3. The writeup need not be lengthy, but it should be clear--anyone else having been through Physics 104 should be able to understand your plan, and your reasons for it.

4. Put your own name and TA/section at the top; add the names of the others you worked with at the bottom--they should writeup their own independent solutions and your name should appear at the bottom of their work.

5. Turn this masterpiece in with your homework on Monday April 1.

6. The papers will be graded by the TAs, on a 3-point scale. These points will be added directly to the points totals for your exam grades, after the grading curve is made (so, yes, they are extra credit) separately from other homework and lab scores. With 4 such problems, if we get that many written, the total points will be equivalent to 1/8th of an exam. (This seems about right for a meaningful experiment, no?)

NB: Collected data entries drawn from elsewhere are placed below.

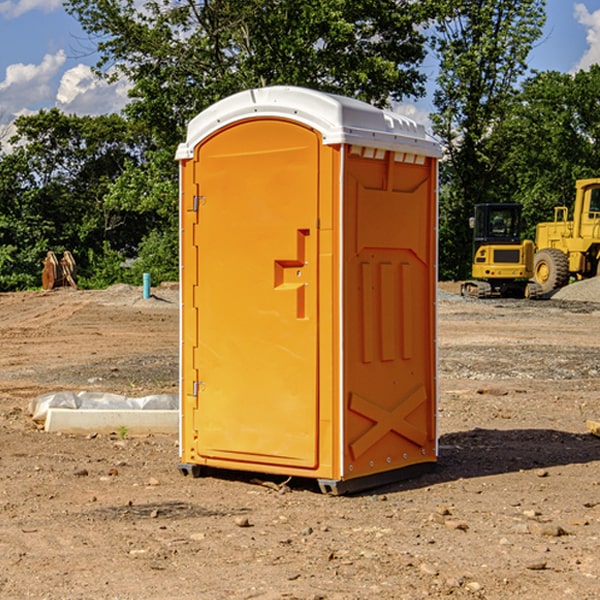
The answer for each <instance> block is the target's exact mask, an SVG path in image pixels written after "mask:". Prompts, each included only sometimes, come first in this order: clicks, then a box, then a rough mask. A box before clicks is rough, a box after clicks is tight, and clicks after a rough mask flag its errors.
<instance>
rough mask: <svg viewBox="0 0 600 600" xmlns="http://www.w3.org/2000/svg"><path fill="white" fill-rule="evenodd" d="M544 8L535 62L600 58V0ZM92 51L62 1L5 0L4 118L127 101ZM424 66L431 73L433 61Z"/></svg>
mask: <svg viewBox="0 0 600 600" xmlns="http://www.w3.org/2000/svg"><path fill="white" fill-rule="evenodd" d="M547 14H548V19H547V24H546V28H545V35H544V38H543V39H542V40H540V42H539V43H538V45H537V46H536V48H535V49H534V50H533V52H532V53H531V55H530V66H531V68H533V69H537V70H550V69H551V70H557V71H562V72H572V71H575V70H577V69H579V68H587V67H589V65H590V64H592V63H596V62H598V63H600V0H547ZM89 50H90V46H89V43H88V42H87V41H86V37H85V35H84V34H83V32H82V31H81V28H80V27H79V24H78V23H77V21H76V20H75V19H74V18H73V17H71V16H70V15H68V14H67V13H66V12H65V11H64V9H63V8H62V2H61V0H0V124H6V123H9V122H10V121H12V120H13V119H14V117H15V116H16V115H19V114H26V113H28V112H34V111H37V110H38V109H40V108H50V107H53V106H57V107H59V108H61V109H62V110H64V111H65V112H67V113H76V114H91V115H95V114H102V113H109V112H113V111H118V110H119V109H120V108H122V106H123V105H124V103H125V102H126V93H127V84H126V82H121V83H120V84H115V85H112V86H108V85H106V84H104V83H102V82H98V81H97V80H95V78H93V77H92V76H91V73H90V70H89V67H90V65H92V64H93V63H94V62H95V57H94V56H93V55H90V53H89ZM424 68H425V70H426V72H429V74H430V75H431V79H433V77H434V71H435V66H434V65H433V64H429V65H428V64H427V63H426V64H425V65H424ZM430 87H431V86H430ZM403 108H407V109H408V110H407V111H406V112H407V113H410V112H412V113H413V115H414V116H415V118H416V119H417V120H420V117H421V118H423V117H424V115H426V113H427V111H428V110H431V108H432V107H431V101H430V99H428V98H426V99H424V100H422V101H420V102H419V103H418V104H417V106H416V108H413V109H412V110H411V108H410V107H403ZM403 112H404V111H403ZM0 137H1V136H0Z"/></svg>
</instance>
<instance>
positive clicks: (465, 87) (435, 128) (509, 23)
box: [432, 0, 545, 278]
mask: <svg viewBox="0 0 600 600" xmlns="http://www.w3.org/2000/svg"><path fill="white" fill-rule="evenodd" d="M439 7H440V15H441V18H439V19H438V20H437V22H436V35H435V38H434V40H433V47H434V49H435V51H436V53H437V55H438V57H439V59H440V74H439V76H438V79H437V89H436V91H435V93H434V104H435V106H436V113H435V114H434V115H433V116H432V120H433V124H434V131H435V132H436V134H437V135H438V136H440V138H441V140H442V142H443V144H444V146H445V150H446V153H447V161H446V163H445V164H444V165H443V167H442V183H443V187H442V191H443V193H442V195H441V211H440V213H441V214H440V217H441V220H440V246H441V248H442V252H441V253H440V270H441V273H442V276H444V277H453V278H462V277H465V276H466V275H467V274H468V270H469V264H470V249H471V240H470V232H469V229H468V224H467V223H468V217H469V216H470V215H471V214H472V210H473V206H474V204H476V203H478V202H492V201H498V200H499V199H500V195H499V193H498V190H499V188H498V187H497V173H498V169H499V167H500V165H501V163H502V161H503V154H502V151H500V152H497V150H501V148H500V146H499V145H498V144H495V143H493V138H494V135H495V130H496V128H497V127H498V125H499V124H501V123H502V121H503V120H504V119H505V118H506V117H507V115H508V114H509V113H510V111H511V109H512V106H513V103H514V99H515V92H516V87H517V84H518V81H519V78H520V77H522V75H523V74H524V73H525V72H526V70H527V62H526V60H527V55H528V54H529V51H530V50H531V47H532V44H533V43H534V42H535V40H537V39H538V38H539V37H540V35H541V32H542V26H543V24H544V20H545V11H544V7H545V0H516V1H515V0H497V1H495V2H491V1H489V0H476V1H473V0H441V1H440V3H439Z"/></svg>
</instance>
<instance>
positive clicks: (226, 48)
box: [66, 0, 426, 147]
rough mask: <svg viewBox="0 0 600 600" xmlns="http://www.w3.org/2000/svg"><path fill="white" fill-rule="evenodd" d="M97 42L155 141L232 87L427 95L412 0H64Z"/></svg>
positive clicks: (241, 89) (406, 95)
mask: <svg viewBox="0 0 600 600" xmlns="http://www.w3.org/2000/svg"><path fill="white" fill-rule="evenodd" d="M66 7H67V10H68V11H69V12H71V14H73V15H74V16H76V18H77V19H78V20H79V21H80V23H81V24H82V26H83V28H84V29H85V30H86V31H87V32H88V33H89V34H90V36H92V37H93V39H94V40H96V43H97V47H98V50H99V52H100V56H101V58H100V61H99V63H98V65H97V67H98V70H99V72H101V73H104V74H105V75H107V76H109V77H111V76H112V77H114V76H117V75H118V74H122V75H125V76H126V77H127V78H128V79H129V80H130V81H131V83H132V86H133V87H132V89H131V93H130V95H131V103H130V104H129V106H128V107H127V114H128V115H129V116H130V117H131V118H132V119H134V120H135V121H141V122H144V123H145V124H146V126H147V127H149V131H152V133H153V135H154V136H155V138H156V140H157V142H158V144H159V145H160V146H161V147H163V146H164V145H165V144H166V145H173V144H175V143H176V142H177V141H180V140H181V139H182V134H183V130H184V128H185V126H186V124H187V122H188V121H189V120H190V119H191V118H192V117H193V116H195V115H196V114H197V113H198V112H200V111H201V110H203V109H204V108H206V107H207V106H209V105H211V104H212V103H214V102H216V101H217V100H219V99H221V98H223V97H225V96H229V95H231V94H232V93H235V92H238V91H240V90H243V89H248V88H252V87H260V86H265V85H274V84H286V85H300V86H306V87H312V88H316V89H320V90H323V91H330V92H337V93H341V94H345V95H349V96H353V97H356V98H360V99H363V100H365V101H367V102H372V103H374V104H377V105H384V104H386V103H388V102H389V99H390V98H391V99H401V98H403V97H405V96H411V95H412V96H416V95H419V94H422V93H423V91H424V90H423V82H424V79H425V77H424V75H423V74H421V73H420V72H419V70H418V65H419V63H420V62H421V61H422V60H423V58H424V55H425V49H424V41H425V40H424V37H423V35H422V34H421V33H420V32H419V30H418V29H417V27H416V25H418V24H419V23H422V22H423V21H424V19H425V18H426V11H425V9H424V8H423V6H422V5H421V3H414V2H410V1H409V0H378V1H377V2H374V1H373V0H304V1H303V2H298V1H297V0H204V1H201V2H198V1H196V0H178V1H175V2H174V1H173V0H150V1H147V2H145V3H144V4H143V7H142V8H141V9H140V8H139V3H138V2H135V0H126V1H121V0H68V1H67V2H66Z"/></svg>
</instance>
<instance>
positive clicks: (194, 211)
mask: <svg viewBox="0 0 600 600" xmlns="http://www.w3.org/2000/svg"><path fill="white" fill-rule="evenodd" d="M205 201H206V196H194V204H193V207H192V210H193V211H194V212H198V209H199V208H200V206H202V205H203V204H204V203H205Z"/></svg>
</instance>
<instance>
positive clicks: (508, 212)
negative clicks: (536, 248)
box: [461, 203, 538, 298]
mask: <svg viewBox="0 0 600 600" xmlns="http://www.w3.org/2000/svg"><path fill="white" fill-rule="evenodd" d="M470 225H471V226H472V228H473V265H472V277H473V279H472V280H470V281H465V283H463V285H462V286H461V294H462V295H463V296H472V297H476V298H489V297H492V296H503V297H518V298H524V297H535V296H537V291H538V286H536V285H535V284H530V283H529V281H528V280H529V279H530V278H531V277H532V276H533V258H534V244H533V242H532V241H531V240H524V241H521V230H522V218H521V205H520V204H508V203H506V204H505V203H502V204H498V203H496V204H490V203H488V204H477V205H475V215H474V217H472V218H471V219H470Z"/></svg>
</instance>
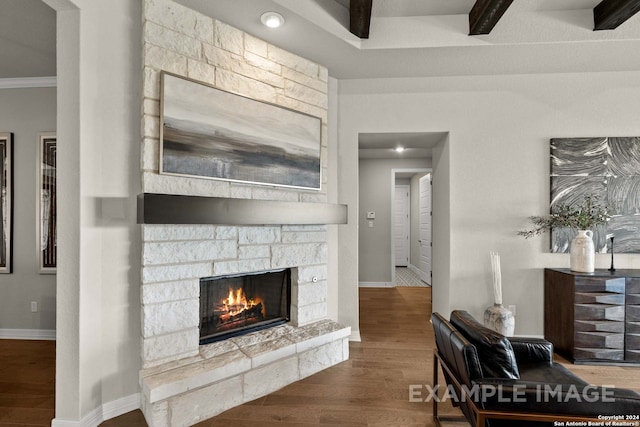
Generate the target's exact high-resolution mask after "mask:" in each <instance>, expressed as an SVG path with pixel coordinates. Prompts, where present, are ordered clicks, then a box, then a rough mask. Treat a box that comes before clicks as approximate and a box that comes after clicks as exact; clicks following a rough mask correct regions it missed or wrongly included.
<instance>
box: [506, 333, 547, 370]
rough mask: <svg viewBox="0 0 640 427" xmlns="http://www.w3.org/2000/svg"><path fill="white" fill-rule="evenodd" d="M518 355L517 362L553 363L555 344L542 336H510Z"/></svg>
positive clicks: (514, 347) (519, 362) (527, 362)
mask: <svg viewBox="0 0 640 427" xmlns="http://www.w3.org/2000/svg"><path fill="white" fill-rule="evenodd" d="M508 339H509V341H510V342H511V347H513V352H514V353H515V355H516V362H518V365H519V364H521V363H536V362H538V363H541V362H544V363H551V362H553V344H552V343H550V342H549V341H547V340H544V339H542V338H520V337H509V338H508Z"/></svg>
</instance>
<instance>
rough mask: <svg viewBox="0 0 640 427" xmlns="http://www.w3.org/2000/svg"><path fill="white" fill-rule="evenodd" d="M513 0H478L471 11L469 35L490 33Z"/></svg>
mask: <svg viewBox="0 0 640 427" xmlns="http://www.w3.org/2000/svg"><path fill="white" fill-rule="evenodd" d="M511 3H513V0H477V1H476V3H475V4H474V5H473V7H472V8H471V12H469V35H470V36H477V35H479V34H489V33H490V32H491V30H493V27H495V26H496V24H497V23H498V21H499V20H500V18H502V15H504V13H505V12H506V11H507V9H508V8H509V6H511Z"/></svg>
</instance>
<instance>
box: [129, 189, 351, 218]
mask: <svg viewBox="0 0 640 427" xmlns="http://www.w3.org/2000/svg"><path fill="white" fill-rule="evenodd" d="M346 223H347V205H339V204H332V203H311V202H285V201H277V200H252V199H233V198H226V197H201V196H181V195H173V194H155V193H143V194H139V195H138V224H218V225H285V224H291V225H316V224H346Z"/></svg>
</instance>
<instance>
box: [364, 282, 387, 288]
mask: <svg viewBox="0 0 640 427" xmlns="http://www.w3.org/2000/svg"><path fill="white" fill-rule="evenodd" d="M358 287H359V288H393V287H394V286H393V283H391V282H358Z"/></svg>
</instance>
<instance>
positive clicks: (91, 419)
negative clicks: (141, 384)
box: [51, 393, 140, 427]
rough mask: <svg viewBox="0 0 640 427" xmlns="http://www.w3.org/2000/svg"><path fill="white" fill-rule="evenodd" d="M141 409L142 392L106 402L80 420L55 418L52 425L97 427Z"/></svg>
mask: <svg viewBox="0 0 640 427" xmlns="http://www.w3.org/2000/svg"><path fill="white" fill-rule="evenodd" d="M136 409H140V393H135V394H132V395H129V396H126V397H123V398H121V399H118V400H114V401H111V402H106V403H104V404H102V406H99V407H97V408H96V409H94V410H93V411H91V412H90V413H89V414H87V415H86V416H85V417H84V418H82V419H81V420H80V421H72V420H62V419H58V418H54V419H53V420H52V421H51V427H97V426H99V425H100V424H101V423H103V422H104V421H106V420H110V419H111V418H115V417H119V416H120V415H123V414H126V413H127V412H131V411H135V410H136Z"/></svg>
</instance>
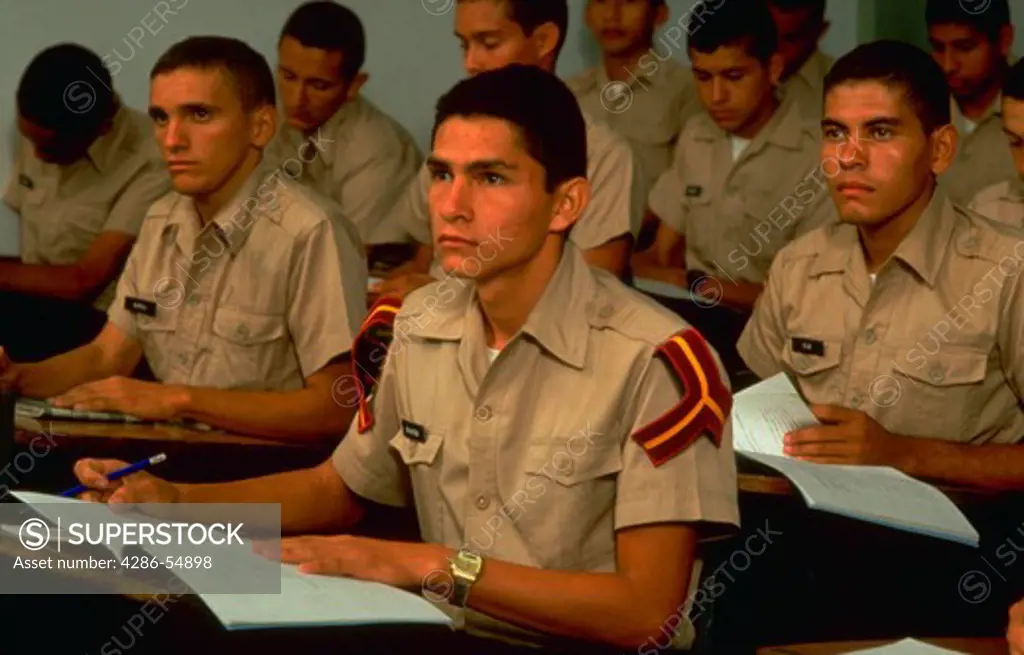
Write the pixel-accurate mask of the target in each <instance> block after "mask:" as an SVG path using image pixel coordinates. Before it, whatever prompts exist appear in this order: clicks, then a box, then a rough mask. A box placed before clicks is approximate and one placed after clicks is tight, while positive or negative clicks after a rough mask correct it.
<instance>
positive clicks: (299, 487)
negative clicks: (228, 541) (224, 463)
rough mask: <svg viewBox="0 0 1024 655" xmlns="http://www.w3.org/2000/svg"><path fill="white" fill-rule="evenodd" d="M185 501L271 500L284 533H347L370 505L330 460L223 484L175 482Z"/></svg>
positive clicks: (192, 502) (260, 500) (247, 500)
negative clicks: (297, 469) (367, 502)
mask: <svg viewBox="0 0 1024 655" xmlns="http://www.w3.org/2000/svg"><path fill="white" fill-rule="evenodd" d="M175 486H176V487H177V488H178V490H179V492H180V493H181V496H180V498H179V501H180V503H203V504H211V503H217V504H231V505H238V504H269V505H281V531H282V533H284V534H297V533H310V532H344V531H347V530H350V529H351V528H352V527H353V526H354V525H356V524H357V523H358V522H359V521H360V520H361V519H362V516H364V512H365V509H364V507H362V505H361V504H360V503H359V501H358V499H357V497H356V496H355V495H354V494H353V493H352V492H351V491H349V490H348V488H347V487H346V486H345V483H344V482H343V481H342V479H341V476H339V475H338V473H337V472H336V471H335V470H334V465H333V464H332V463H331V461H330V460H328V461H327V462H324V463H323V464H321V465H318V466H316V467H313V468H312V469H301V470H299V471H288V472H286V473H275V474H273V475H267V476H262V477H259V478H250V479H248V480H239V481H237V482H221V483H216V484H178V485H175ZM226 512H227V515H228V516H223V517H218V516H208V517H205V518H207V519H209V520H227V519H230V518H231V516H230V515H232V514H237V512H238V511H237V510H230V509H228V510H227V511H226Z"/></svg>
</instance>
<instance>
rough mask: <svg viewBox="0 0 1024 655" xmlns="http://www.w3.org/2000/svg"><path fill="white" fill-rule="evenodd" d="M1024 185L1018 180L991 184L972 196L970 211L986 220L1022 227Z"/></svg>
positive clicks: (1023, 223)
mask: <svg viewBox="0 0 1024 655" xmlns="http://www.w3.org/2000/svg"><path fill="white" fill-rule="evenodd" d="M1022 186H1024V184H1022V183H1021V181H1020V180H1019V179H1014V180H1007V181H1006V182H999V183H998V184H993V185H992V186H989V187H988V188H986V189H984V190H982V191H981V192H980V193H978V194H977V195H975V197H974V201H972V202H971V209H973V210H974V211H976V212H978V213H979V214H981V215H982V216H985V217H986V218H991V219H992V220H995V221H999V222H1000V223H1006V224H1008V225H1014V226H1015V227H1024V189H1022Z"/></svg>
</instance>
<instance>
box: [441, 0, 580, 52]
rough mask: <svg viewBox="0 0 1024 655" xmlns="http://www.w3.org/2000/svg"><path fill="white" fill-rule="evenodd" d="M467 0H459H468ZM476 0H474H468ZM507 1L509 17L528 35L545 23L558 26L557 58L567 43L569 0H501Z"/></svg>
mask: <svg viewBox="0 0 1024 655" xmlns="http://www.w3.org/2000/svg"><path fill="white" fill-rule="evenodd" d="M466 1H467V0H459V2H466ZM468 1H474V0H468ZM499 1H500V2H504V3H505V7H506V8H507V9H508V15H509V19H511V20H512V21H513V23H515V24H516V25H518V26H519V27H520V28H522V31H523V33H524V34H526V35H527V36H529V35H531V34H534V30H537V29H538V28H539V27H541V26H542V25H544V24H545V23H553V24H555V27H557V28H558V43H557V45H555V58H556V59H557V58H558V54H559V53H560V52H561V51H562V46H563V45H565V35H566V34H567V32H568V29H569V6H568V0H499Z"/></svg>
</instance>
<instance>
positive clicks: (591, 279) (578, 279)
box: [395, 242, 596, 368]
mask: <svg viewBox="0 0 1024 655" xmlns="http://www.w3.org/2000/svg"><path fill="white" fill-rule="evenodd" d="M595 283H596V282H595V280H594V277H593V273H592V272H591V271H590V268H589V267H588V265H587V262H586V261H585V260H584V259H583V254H582V253H581V251H580V249H579V248H578V247H577V246H575V245H573V244H572V243H571V242H569V243H566V245H565V250H564V251H563V253H562V258H561V261H560V262H559V264H558V268H557V269H556V270H555V274H554V275H553V276H552V278H551V280H550V281H549V282H548V286H547V287H546V288H545V290H544V293H543V294H542V295H541V298H540V300H539V301H538V303H537V306H536V307H534V310H532V311H531V312H530V313H529V316H528V317H527V318H526V322H525V323H524V324H523V326H522V330H520V334H523V335H529V336H530V337H531V338H532V339H534V340H536V341H537V342H538V344H539V345H540V346H541V347H542V348H544V349H545V350H547V351H548V352H549V353H550V354H551V355H553V356H555V357H557V358H558V359H560V360H561V361H562V362H564V363H566V364H568V365H570V366H573V367H575V368H583V366H584V363H585V362H586V356H587V344H588V336H589V334H590V319H591V310H592V309H593V307H592V305H591V303H590V301H591V298H592V297H593V295H594V289H595ZM433 289H434V291H433V293H436V294H437V296H438V297H441V296H445V297H449V295H450V294H451V293H452V292H453V291H454V298H452V299H451V300H450V301H449V302H445V303H436V304H435V306H432V307H429V308H428V307H426V305H427V304H428V303H422V304H418V306H417V307H416V308H414V309H412V310H410V311H409V312H408V313H403V315H401V316H399V318H398V321H397V322H398V325H396V326H395V335H398V334H399V333H402V334H406V335H410V336H415V337H419V338H423V339H426V340H436V341H460V340H461V339H463V337H464V336H465V335H480V334H483V331H482V330H481V329H480V325H482V321H483V314H482V313H481V310H480V306H479V302H478V300H477V296H476V291H475V287H474V285H473V282H472V281H471V280H469V279H466V278H458V277H454V276H449V277H445V278H444V279H443V280H441V281H440V282H439V283H438V286H437V287H435V288H433ZM445 290H447V291H445ZM470 321H472V322H470Z"/></svg>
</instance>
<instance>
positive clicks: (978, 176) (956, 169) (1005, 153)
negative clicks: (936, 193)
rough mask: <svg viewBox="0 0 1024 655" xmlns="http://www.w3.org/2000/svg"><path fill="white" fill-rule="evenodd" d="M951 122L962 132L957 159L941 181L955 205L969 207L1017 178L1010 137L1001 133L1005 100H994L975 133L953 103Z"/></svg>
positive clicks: (955, 104)
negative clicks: (974, 197)
mask: <svg viewBox="0 0 1024 655" xmlns="http://www.w3.org/2000/svg"><path fill="white" fill-rule="evenodd" d="M950 111H951V113H952V122H953V125H954V126H956V129H957V131H958V132H959V145H958V146H957V152H956V159H955V160H953V163H952V165H951V166H950V167H949V168H948V169H946V171H945V172H944V173H943V174H942V176H941V177H940V178H939V180H940V182H941V183H942V184H943V185H944V186H945V188H946V193H948V195H949V199H950V200H951V201H953V202H954V203H957V204H959V205H963V206H965V207H966V206H968V205H969V204H970V203H971V201H972V200H973V199H974V197H975V195H977V194H978V193H979V192H980V191H982V190H984V189H985V188H987V187H989V186H991V185H993V184H997V183H999V182H1005V181H1007V180H1013V179H1016V178H1017V169H1016V168H1015V167H1014V158H1013V155H1011V154H1010V146H1009V144H1008V143H1007V135H1006V134H1005V133H1004V132H1002V99H1001V97H997V98H995V100H994V101H992V104H991V105H990V106H989V107H988V111H987V112H986V113H985V115H984V117H982V118H981V120H979V121H977V123H976V124H975V127H974V129H973V131H968V129H967V119H966V118H965V117H964V114H963V113H962V112H961V110H959V105H957V104H956V100H955V99H954V100H952V101H951V106H950Z"/></svg>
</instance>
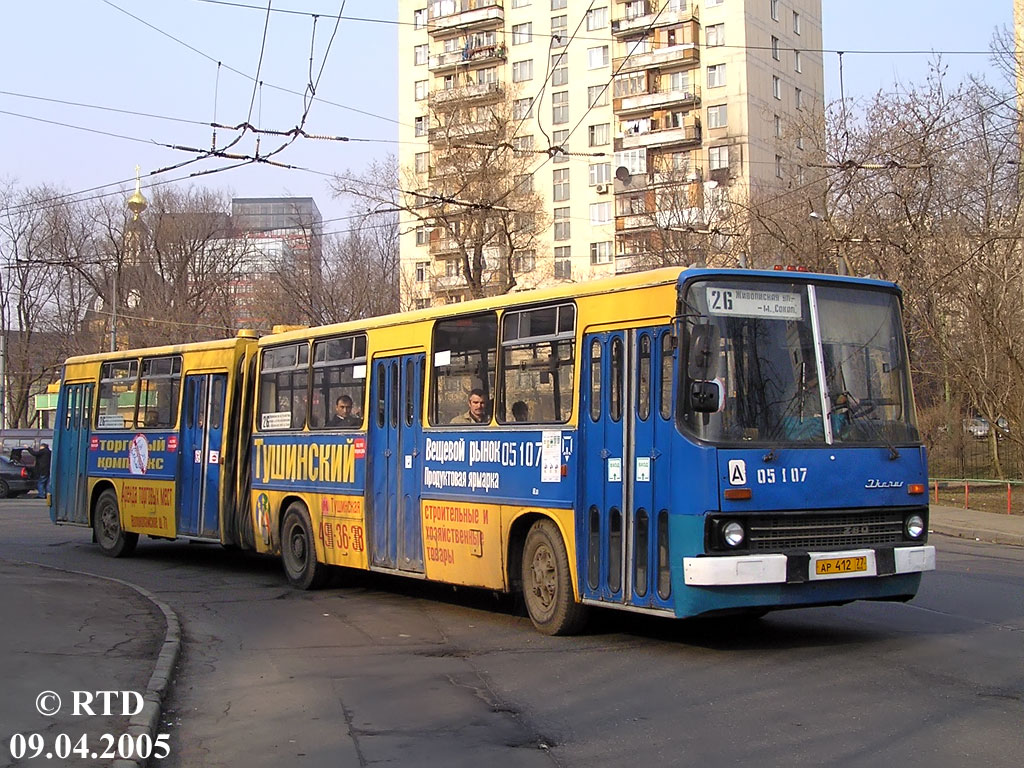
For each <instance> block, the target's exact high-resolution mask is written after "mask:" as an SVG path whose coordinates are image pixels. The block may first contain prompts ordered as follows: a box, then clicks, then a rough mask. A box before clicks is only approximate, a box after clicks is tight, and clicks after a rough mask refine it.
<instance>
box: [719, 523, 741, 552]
mask: <svg viewBox="0 0 1024 768" xmlns="http://www.w3.org/2000/svg"><path fill="white" fill-rule="evenodd" d="M719 534H720V535H721V538H722V542H723V544H725V546H726V547H728V548H729V549H736V548H737V547H740V546H742V544H743V540H744V539H746V531H745V530H743V524H742V523H741V522H739V521H738V520H724V521H723V522H722V523H721V525H720V527H719Z"/></svg>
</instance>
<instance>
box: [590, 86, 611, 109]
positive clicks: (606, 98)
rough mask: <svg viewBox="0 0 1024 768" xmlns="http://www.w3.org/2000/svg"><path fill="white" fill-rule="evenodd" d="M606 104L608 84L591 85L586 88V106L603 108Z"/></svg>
mask: <svg viewBox="0 0 1024 768" xmlns="http://www.w3.org/2000/svg"><path fill="white" fill-rule="evenodd" d="M606 103H608V84H607V83H603V84H602V85H592V86H590V87H588V88H587V105H588V106H604V105H605V104H606Z"/></svg>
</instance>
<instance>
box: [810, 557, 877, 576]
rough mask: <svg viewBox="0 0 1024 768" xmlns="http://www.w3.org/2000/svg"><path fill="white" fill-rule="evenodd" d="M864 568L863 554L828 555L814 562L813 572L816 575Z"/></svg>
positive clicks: (837, 573) (840, 573)
mask: <svg viewBox="0 0 1024 768" xmlns="http://www.w3.org/2000/svg"><path fill="white" fill-rule="evenodd" d="M866 570H867V558H866V557H864V556H859V557H829V558H827V559H824V560H818V561H817V562H815V563H814V572H815V574H817V575H839V574H841V573H858V572H861V571H866Z"/></svg>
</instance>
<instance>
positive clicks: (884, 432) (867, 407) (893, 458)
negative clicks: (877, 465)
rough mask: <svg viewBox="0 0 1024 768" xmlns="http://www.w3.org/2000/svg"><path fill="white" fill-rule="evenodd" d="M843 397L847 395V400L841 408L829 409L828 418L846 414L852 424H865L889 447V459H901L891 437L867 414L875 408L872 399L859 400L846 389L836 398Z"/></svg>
mask: <svg viewBox="0 0 1024 768" xmlns="http://www.w3.org/2000/svg"><path fill="white" fill-rule="evenodd" d="M841 397H845V398H846V401H845V402H844V403H843V404H842V406H840V407H839V408H834V409H833V410H831V411H829V412H828V418H829V419H831V417H833V416H834V415H839V416H846V417H847V419H849V423H850V424H853V423H856V424H858V425H863V426H864V427H866V428H867V431H868V432H869V433H870V434H871V435H872V436H873V437H876V438H877V439H879V440H881V441H882V442H883V443H885V446H886V447H887V449H889V461H895V460H896V459H899V451H897V450H896V446H895V445H894V444H893V443H892V442H890V441H889V438H887V437H886V435H885V432H883V431H882V429H881V427H879V425H878V424H876V423H874V422H873V421H871V420H870V419H868V418H867V415H868V414H869V413H871V412H872V411H873V410H874V403H873V402H871V401H870V400H858V399H857V398H856V397H854V396H853V395H852V394H850V393H849V392H845V391H844V392H840V393H839V394H838V395H837V396H836V399H837V400H839V399H840V398H841Z"/></svg>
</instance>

7. Like life, you could spend an inordinate amount of time on a problem of this kind. You have to decide when to stop. You will not get more points for going overboard. Just be sure to give good clear reasons for the things you say, showing their relationships to the situation at hand.

8. As with the first problem, there is no unique solution.

9. If you can't find people in the class to work with, find someone else, and tell who they are.

10. If there are no people whatsoever in your life that you can talk with about this problem, you need some new friends. Take a geek to lunch. We can be real nice folks when you get to know us.